Percorrere il cammino di Santiago di Compostela a piedi insieme ai miei bimbi e un asinello. Tenderei ad escludere mia moglie unicamente perchè 1) le mamme sono un profluvio di "Mettiti il maglione", "Togliti il maglione", "Sei sudato", "Fa caldo", "Fa freddo", "Hai la tosse", "Hai sete", "Hai fame", ecc. 2) gli zaini sarebbero enormi.


----------



## PresidentLBJ (28 Maggio 2015)

drusilla ha detto:


> Il mio sogno nel cassetto: la pace nel mondo! (Modalità Aspirante Miss ON)


Ho finito i rossi.


----------



## Homer (28 Maggio 2015)

PresidentLBJ ha detto:


> Percorrere il cammino di Santiago di Compostela a piedi insieme ai miei bimbi e un asinello. Tenderei ad escludere mia moglie unicamente perchè* 1) le mamme sono un profluvio di "Mettiti il maglione", "Togliti il maglione", "Sei sudato", "Fa caldo", "Fa freddo", "Hai la tosse", "Hai sete", "Hai fame", ecc. 2) gli zaini sarebbero enormi.*



:rotfl::rotfl::rotfl::rotfl::rotfl:


----------



## ivanl (28 Maggio 2015)

Attraversare gli USA in moto; 
mollare tutto in questo paese e trasferirmi in Australia


----------



## Homer (28 Maggio 2015)

ivanl ha detto:


> Attraversare gli USA in moto;
> *mollare tutto in questo paese e trasferirmi in Australia*



Su questa concordo è sempre stata anche una mia fissa...:up:


----------



## drusilla (28 Maggio 2015)

Tebe ha detto:


> I sogni nel cassetto non sono immutabili.
> Chi dei due ha il cazzo piccolo?


sembra Bale, o come minimo è grower voglio essere possibilista.
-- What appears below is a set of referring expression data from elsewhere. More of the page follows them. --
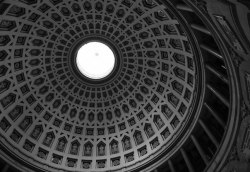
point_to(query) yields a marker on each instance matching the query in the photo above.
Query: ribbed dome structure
(157, 104)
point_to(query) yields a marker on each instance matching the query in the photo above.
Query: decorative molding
(231, 36)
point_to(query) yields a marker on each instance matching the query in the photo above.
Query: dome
(158, 102)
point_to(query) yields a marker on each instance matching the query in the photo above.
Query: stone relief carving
(229, 33)
(201, 4)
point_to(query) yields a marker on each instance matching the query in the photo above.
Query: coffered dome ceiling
(60, 119)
Poi linko la foto :singleeye:


----------



## Nicka (28 Maggio 2015)

Avere un cassetto nel quale mettere i miei sogni...


----------



## Homer (28 Maggio 2015)

Nicka ha detto:


> Avere un cassetto nel quale mettere i miei sogni...
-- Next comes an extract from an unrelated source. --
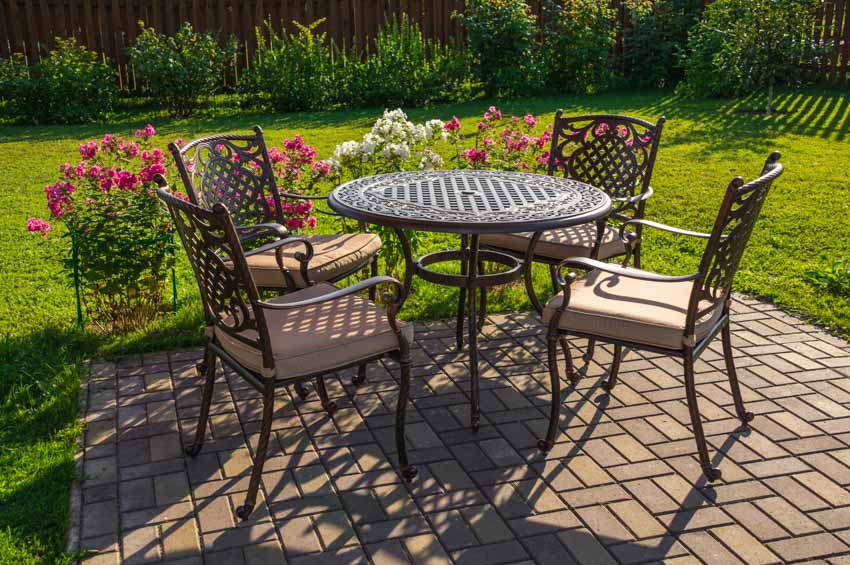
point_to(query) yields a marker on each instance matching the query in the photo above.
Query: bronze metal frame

Bello il pensiero.....:up:


----------



## drusilla (28 Maggio 2015)

PresidentLBJ ha detto:


> Ho finito i rossi.


:bleble: guerrafondaio! :malocchio:


----------



## banshee (28 Maggio 2015)

drusilla ha detto:


> sembra Bale, o come minimo è grower voglio essere possibilista. Poi linko la foto :singleeye:


Bale e Tom Hardy sono gli uomini dei miei sogni, non me li smontate per favore :incazzato:


----------



## Nicka (28 Maggio 2015)

Homer ha detto:


> Bello il pensiero.....:up:


E' che se ci pensi alla fine è bello sognare...e a volte mi sono trovata a dire "attenzione a quello che si desidera, perchè rischi che si avveri" e non è sempre quello che si crede...


----------



## drusilla (28 Maggio 2015)

banshee ha detto:


> Bale e Tom Hardy sono gli uomini dei miei sogni, non me li smontate per favore :incazzato:


devo cercare in giro per Hardy, che comunque si è confessato bisessuale  (io il giro me lo faccio uguale, tu?)


----------



## banshee (28 Maggio 2015)

- mollare tutto qui e trasferirmi in Messico.

- ricominciare a suonare il pianoforte ad alti livelli (mancano tempo e soldi)

- trasformare la mia casa di montagna in un agriturismo e trasferirmi su

- avere un cavallo

per la serie "fantasie irrealizzabili":

comprare un gratta e vinci al bar dove prendo il caffè prima di tornare in ufficio, durante la pausa pranzo, scoprire di aver vinto 1 milion ( o 2 o quello che è) e non tornare manco qui a prendere le mie cose :rotfl::rotfl::rotfl::rotfl:sparisco e ciaone.


----------



## banshee (28 Maggio 2015)

drusilla ha detto:


> devo cercare in giro per Hardy, che comunque si è confessato bisessuale  (io il giro me lo faccio uguale, tu?)


io con Hardy farei un giro pure se fosse trisessuale, pentasessuale, non sessuale, magro, grasso e pelato come quando fa Bane in Batman.... non so se rendo


----------



## Tebe (28 Maggio 2015)

drusilla ha detto:


> sembra Bale, o come minimo è grower voglio essere possibilista. Poi linko la foto :singleeye:


Linki la foto del cazzo piccolo di Bale?
Drusilla.
Che cazzo fai su internet quando non sei su tradi?


----------



## PresidentLBJ (28 Maggio 2015)

Tebe ha detto:


> Linki la foto del cazzo piccolo di Bale?
> Drusilla.
> Che cazzo fai su internet quando non sei su tradi?


Anche quella che proverebbe che il tizio è un grower, please.


----------



## Tebe (28 Maggio 2015)

drusilla ha detto:


> devo cercare in giro per Hardy, che comunque si è confessato bisessuale  (io il giro me lo faccio uguale, tu?)


Pure bisessuale?


----------



## drusilla (28 Maggio 2015)

PresidentLBJ ha detto:


> Anche quella che proverebbe che il tizio è un grower, please.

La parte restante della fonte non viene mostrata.